Minnesota health plans' surprising profits from taxpayer-funded medical assistance programs have drawn scrutiny at the state and federal levels over the past year. Now, state lawmakers are poised to take a responsible step: authorizing an independent evaluation of the state's $3.8 billion-a-year Medicaid managed-care program.

Like many states, Minnesota pays private insurers to administer care and coverage for the poor, elderly or disabled. Bills calling for a limited "third-party audit" appear headed to the House and Senate floors, capping an unprecedented push this session for greater HMO transparency.

Legislators should swiftly pass this legislation. Failing to do so or weakening it would send the wrong message: that lawmakers don't want answers to the serious questions raised about the program.

Concerns about state health plan profits came to a head last spring when UCare, one of the insurers paid to administer Medicaid coverage, unexpectedly gave back $30 million to the state. The state's other big three nonprofits -- Blue Plus, Medica and HealthPartners -- declined similar givebacks. The average Medicaid operating margin for all four big plans was 8.9 percent in 2010.

There are now two separate federal inquiries into the state's Medicaid oversight. One is under seal.

The second is led by U.S. Sen. Chuck Grassley, R-Iowa. Key questions center on whether the state is overpaying the plans and whether it has manipulated payment data to improperly draw down matching federal dollars. (Medicaid is jointly funded by the state and federal governments.)

A report from the Minnesota Department of Health recently underscored the oversight concerns. The report relayed findings from a state advisory group working with an outside firm -- Deloitte Consulting.

The group concluded that the plans' financial reporting made it difficult to determine if their administrative expenses "were reasonable" and whether these expenses and the plans' investment income were being properly allocated. Changes are needed, the report said, to "ensure that publicly funded programs are not subsidizing commercially funded products."

The proposed state audit has drawn fire from state DFL Rep. Carolyn Laine, who said it's not broad enough in scope. However, it will still be a step forward if passed.
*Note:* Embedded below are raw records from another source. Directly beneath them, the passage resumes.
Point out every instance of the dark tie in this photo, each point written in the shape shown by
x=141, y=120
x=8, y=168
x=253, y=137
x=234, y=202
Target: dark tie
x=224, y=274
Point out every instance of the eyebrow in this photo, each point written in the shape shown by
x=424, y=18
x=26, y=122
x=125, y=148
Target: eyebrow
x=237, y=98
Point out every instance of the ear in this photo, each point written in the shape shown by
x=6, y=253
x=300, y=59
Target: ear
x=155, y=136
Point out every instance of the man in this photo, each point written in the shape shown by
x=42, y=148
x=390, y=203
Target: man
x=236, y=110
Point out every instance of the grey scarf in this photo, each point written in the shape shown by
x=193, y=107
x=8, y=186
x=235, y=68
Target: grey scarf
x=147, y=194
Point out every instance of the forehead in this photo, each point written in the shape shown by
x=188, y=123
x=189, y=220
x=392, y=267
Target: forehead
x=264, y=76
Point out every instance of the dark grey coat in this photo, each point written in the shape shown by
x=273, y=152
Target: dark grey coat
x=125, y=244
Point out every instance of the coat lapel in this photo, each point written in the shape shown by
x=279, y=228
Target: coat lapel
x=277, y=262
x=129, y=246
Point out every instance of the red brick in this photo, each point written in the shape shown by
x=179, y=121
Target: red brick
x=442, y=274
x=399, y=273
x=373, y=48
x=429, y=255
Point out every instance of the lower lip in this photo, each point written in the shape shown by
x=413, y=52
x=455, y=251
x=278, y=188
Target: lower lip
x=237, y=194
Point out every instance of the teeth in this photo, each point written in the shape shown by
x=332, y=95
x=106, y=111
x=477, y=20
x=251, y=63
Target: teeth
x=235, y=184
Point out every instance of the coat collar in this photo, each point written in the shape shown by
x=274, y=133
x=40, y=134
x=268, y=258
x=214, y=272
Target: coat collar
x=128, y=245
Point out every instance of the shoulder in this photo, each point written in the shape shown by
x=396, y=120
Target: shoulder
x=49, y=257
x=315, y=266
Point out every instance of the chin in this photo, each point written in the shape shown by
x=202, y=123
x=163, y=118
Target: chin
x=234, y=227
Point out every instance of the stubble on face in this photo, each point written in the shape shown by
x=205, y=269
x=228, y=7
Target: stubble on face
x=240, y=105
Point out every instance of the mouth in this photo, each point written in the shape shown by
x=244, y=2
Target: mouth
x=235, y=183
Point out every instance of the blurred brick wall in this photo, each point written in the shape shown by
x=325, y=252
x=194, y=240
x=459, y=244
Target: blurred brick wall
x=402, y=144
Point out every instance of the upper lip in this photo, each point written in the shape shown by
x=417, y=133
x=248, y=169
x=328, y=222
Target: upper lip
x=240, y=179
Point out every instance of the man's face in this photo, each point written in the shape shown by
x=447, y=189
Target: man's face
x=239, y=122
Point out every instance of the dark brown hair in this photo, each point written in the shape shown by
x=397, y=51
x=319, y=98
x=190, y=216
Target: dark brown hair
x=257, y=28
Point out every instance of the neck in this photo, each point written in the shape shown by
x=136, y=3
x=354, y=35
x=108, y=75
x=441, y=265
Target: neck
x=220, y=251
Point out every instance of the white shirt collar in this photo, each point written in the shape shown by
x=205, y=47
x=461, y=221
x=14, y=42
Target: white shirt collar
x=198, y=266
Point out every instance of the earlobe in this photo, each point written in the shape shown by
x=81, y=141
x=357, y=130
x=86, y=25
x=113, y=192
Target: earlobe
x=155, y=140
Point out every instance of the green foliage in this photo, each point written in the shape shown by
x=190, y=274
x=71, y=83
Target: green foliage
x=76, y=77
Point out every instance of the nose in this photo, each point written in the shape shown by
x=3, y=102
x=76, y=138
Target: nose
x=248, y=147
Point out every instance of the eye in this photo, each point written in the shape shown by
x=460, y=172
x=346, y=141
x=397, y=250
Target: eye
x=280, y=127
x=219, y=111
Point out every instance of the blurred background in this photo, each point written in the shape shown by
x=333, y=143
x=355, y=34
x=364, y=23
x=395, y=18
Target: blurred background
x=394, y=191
The audit, which will begin with an evaluation of 2013 data, will ensure that the state Department of Human Services has robust processes to evaluate the plans and that the data reported by them -- such as that used to certify payment levels -- is reliable.

Having the respected Office of the Legislative Auditor oversee the outside auditing firm's work will significantly enhance its credibility. Republican state Reps. Steve Gottwalt and Jim Abeler, and Republican State Sen. Sean Nienow, who have championed the audit bill, smartly steered its oversight to an organization known for its integrity and tough-but-fair program evaluations.
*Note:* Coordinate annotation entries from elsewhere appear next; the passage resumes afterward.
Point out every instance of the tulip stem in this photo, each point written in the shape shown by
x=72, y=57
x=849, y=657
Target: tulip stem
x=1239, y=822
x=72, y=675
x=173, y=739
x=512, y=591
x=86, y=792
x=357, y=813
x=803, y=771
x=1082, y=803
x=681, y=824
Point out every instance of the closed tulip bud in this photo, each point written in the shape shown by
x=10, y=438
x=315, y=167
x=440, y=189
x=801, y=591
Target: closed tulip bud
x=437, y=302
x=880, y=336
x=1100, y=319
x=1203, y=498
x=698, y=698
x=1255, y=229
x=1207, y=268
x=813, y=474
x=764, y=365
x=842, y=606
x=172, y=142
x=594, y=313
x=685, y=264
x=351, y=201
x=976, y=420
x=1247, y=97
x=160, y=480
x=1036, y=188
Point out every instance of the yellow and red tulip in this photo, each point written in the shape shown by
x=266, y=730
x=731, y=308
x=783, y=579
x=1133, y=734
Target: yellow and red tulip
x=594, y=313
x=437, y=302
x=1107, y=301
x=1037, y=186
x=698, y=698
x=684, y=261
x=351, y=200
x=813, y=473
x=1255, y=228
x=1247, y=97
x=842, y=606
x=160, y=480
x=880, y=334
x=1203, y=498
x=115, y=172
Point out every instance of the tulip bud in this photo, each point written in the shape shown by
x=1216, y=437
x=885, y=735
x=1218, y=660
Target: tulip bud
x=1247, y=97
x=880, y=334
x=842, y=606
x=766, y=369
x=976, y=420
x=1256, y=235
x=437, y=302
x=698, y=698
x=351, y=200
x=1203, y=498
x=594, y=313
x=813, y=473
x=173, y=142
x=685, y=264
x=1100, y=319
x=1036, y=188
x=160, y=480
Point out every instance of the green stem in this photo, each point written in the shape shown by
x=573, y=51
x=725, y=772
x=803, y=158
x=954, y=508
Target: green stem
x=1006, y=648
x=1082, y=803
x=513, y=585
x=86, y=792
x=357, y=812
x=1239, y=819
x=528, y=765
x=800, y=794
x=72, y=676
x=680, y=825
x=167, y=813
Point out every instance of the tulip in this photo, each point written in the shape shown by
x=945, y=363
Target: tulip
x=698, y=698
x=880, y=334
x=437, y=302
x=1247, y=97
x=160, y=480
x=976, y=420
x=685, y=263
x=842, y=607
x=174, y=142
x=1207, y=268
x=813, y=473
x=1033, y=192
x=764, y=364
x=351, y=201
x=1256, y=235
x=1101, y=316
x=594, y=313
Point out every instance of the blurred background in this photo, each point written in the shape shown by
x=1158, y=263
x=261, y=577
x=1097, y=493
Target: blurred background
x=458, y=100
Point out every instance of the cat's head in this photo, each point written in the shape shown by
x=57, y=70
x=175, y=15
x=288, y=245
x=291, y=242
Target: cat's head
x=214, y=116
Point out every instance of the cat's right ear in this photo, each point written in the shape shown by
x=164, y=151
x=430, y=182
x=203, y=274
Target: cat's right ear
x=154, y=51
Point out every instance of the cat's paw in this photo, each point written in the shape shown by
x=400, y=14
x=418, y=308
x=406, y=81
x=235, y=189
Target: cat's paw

Diluting the legislative auditor's authority or shifting its responsibility to another organization would suggest lawmakers aren't serious about this audit, and would raise a red flag for federal investigators monitoring the situation.

Gov. Mark Dayton has also been a strong champion of HMO transparency, pushing for an additional audit of the plans as well as a 1 percent cap on their 2011 earnings. It's time for the state's Republican legislative majority to do its part and pass the strongest audit bill possible.